By Bicycle & Motorbike
Saigon traffic is chaos, so you might want to think twice before renting a motorbike or bicycle to get around the city on your own. Any hotel front desk can arrange rental at an inflated fee, or try the many little storefronts on Pham Ngu Lao, just west of the intersection with De Tham, where a full-day bike rental starts at $1 and a motorbike is from $5. Wear a helmet and drive slowly, staying in the middle of the herd.
Saigon's Districts
Metropolitan Ho Chi Minh City is divided into 19 administrative districts, numbered 1 through 12 and including Tan Binh, Bin Thanh, Phu Nhuan, Thu Duc, Go Vap, Binh Tan, and Tan Phu. Be sure to know the name or number of the district you need when looking for an address, and try to group your travels accordingly (you don't want to try to crisscross too many districts in 1 day). Most of the hotels, bars, shops, and restaurants are in District 1, parts of which are easily covered on foot -- though you'll want to hop a motorbike taxi or cab to cross the length of a district. District 1 is home to the central Ben Thanh Market and includes the city's most busy commercial area, Dong Khoi, as well as the backpacker district of Pham Ngu Lao. District 1 is flanked to the east and south by the Saigon River, which is where Dong Khoi Street terminates and marks the boundary of the most developed part of the city. Saigon's sightseeing attractions are spread among districts 1, 3, and 5 (Cholon). District 3 is just north and west of the central Dong Khoi area and is home to many foreign business offices and embassies. District 5 is a fair ride west of the town center and supports the city's large ethnic Chinese population, a number of older temples, and a market area.
Visitor Information
Every major tourist agency has its headquarters or a branch in Saigon. They can book tours and travel throughout the city and the southern region, and usually countrywide as well. Ann Tours, Exotissimo, and Saigontourist are upper tier. Ben Thanh Tourist and Sinh Balo are a lower range. Ann Tours is a favorite of Frommer's readers and the subcontractor of choice for many of the best international tour operators.
- Ann Tours, 58 Ton That Tung St., District 1 (tel. 08/3833-2564; fax 08/3832-3866; www.anntours.com), has a great reputation that's well deserved. Ann's specializes in custom tours for individuals or small groups. They can be relatively expensive, but that's in comparison to the seat-in-coach cattle-drive tours. These guys will help you do virtually anything you want to in Vietnam. Ask for director Tony Nong, and tell him Frommer's sent you.
Budget Tourist Cafes
Saigon's budget tourist cafes, with their many options for affordable seat-in-coach tours in the south and "open tour" bus tickets that run you along the length of Vietnam, are many and all quite similar in the Pham Ngu Lao backpacker area. Sometimes you book with one and get consolidated with another tour at another company. Same prices and services are the rule. Sinh Café is the über-cafe, but there are many others that offer much the same services, including TNK, 216 De Tham St. (tel. 08/3920-4766; www.tnktravelvietnam.com).
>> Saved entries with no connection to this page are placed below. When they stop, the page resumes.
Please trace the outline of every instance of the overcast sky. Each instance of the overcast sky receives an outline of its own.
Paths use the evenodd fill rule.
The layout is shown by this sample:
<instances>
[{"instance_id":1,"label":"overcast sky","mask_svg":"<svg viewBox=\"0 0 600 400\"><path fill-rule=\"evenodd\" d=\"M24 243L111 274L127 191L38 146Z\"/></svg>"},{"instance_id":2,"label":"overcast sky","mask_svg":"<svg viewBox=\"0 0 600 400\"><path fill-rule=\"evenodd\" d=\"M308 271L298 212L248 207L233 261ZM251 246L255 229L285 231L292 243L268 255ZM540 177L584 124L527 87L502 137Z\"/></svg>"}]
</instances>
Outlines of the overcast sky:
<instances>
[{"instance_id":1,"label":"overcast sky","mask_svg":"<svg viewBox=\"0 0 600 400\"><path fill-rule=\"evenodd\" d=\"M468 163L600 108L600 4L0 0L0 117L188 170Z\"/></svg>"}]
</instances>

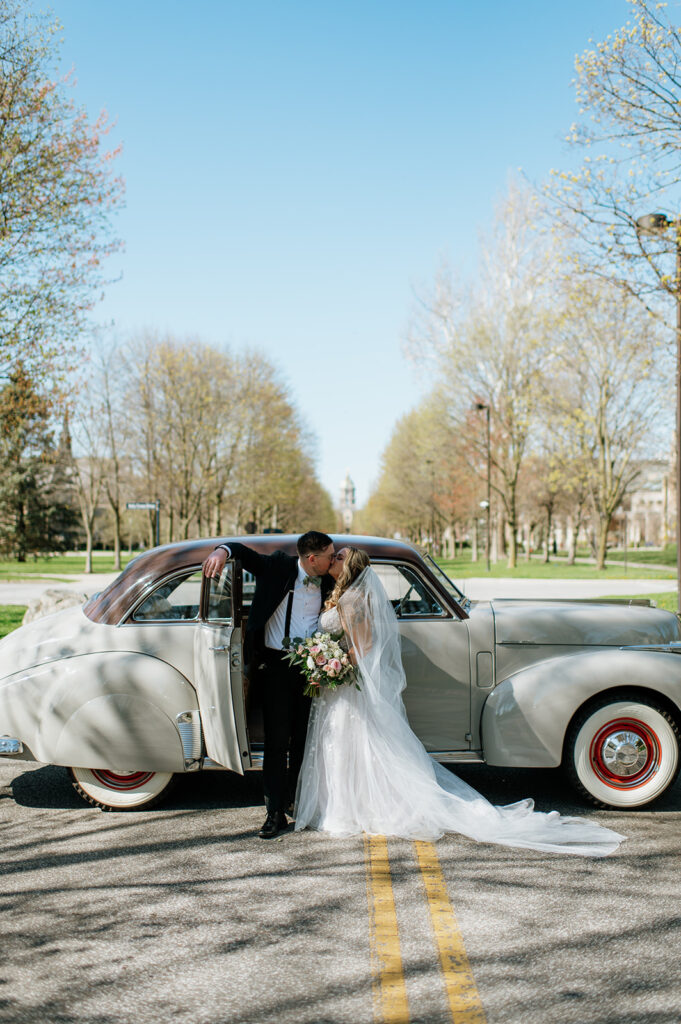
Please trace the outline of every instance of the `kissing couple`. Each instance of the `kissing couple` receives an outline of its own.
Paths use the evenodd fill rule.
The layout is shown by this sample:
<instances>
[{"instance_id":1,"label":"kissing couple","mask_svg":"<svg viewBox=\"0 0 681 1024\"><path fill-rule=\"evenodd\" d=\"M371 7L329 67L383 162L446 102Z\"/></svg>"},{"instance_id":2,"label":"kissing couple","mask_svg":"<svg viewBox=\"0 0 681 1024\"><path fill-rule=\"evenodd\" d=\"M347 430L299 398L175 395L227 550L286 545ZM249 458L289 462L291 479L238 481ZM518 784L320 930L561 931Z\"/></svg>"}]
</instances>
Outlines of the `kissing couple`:
<instances>
[{"instance_id":1,"label":"kissing couple","mask_svg":"<svg viewBox=\"0 0 681 1024\"><path fill-rule=\"evenodd\" d=\"M298 556L263 555L219 544L206 576L236 558L256 579L246 650L263 675L263 781L267 818L259 835L288 827L336 836L362 832L434 840L447 832L478 842L603 857L623 836L583 818L535 811L531 799L489 803L430 757L407 720L399 624L366 551L334 548L310 530ZM286 659L284 638L320 629L343 634L359 682L322 687L312 701L305 678ZM312 707L311 707L312 705Z\"/></svg>"}]
</instances>

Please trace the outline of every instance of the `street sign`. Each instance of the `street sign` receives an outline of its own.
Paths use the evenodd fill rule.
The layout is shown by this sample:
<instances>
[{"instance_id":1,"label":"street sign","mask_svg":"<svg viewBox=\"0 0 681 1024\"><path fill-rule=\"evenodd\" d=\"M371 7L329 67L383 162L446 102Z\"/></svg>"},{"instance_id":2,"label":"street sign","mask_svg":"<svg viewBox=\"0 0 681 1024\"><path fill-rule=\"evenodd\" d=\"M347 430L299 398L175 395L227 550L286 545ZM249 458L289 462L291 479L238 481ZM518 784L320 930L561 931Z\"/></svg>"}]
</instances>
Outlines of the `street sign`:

Sinh Café, 246-248 De Tham, District 1 (tel. 08/3837-6833; www.sinhcafevn.com), or in their newer office, Sinh Café II near the Dong Khoi area at 24-26 Pho Duc Chinh St. (tel. 08/3821-7421), is the best choice for inexpensive trips and tours. On paper, the tours seem exactly the same as others offered at private tour agents. They have computerized air booking and are quite efficient, if usually overrun with the heavy volume of Western tourists.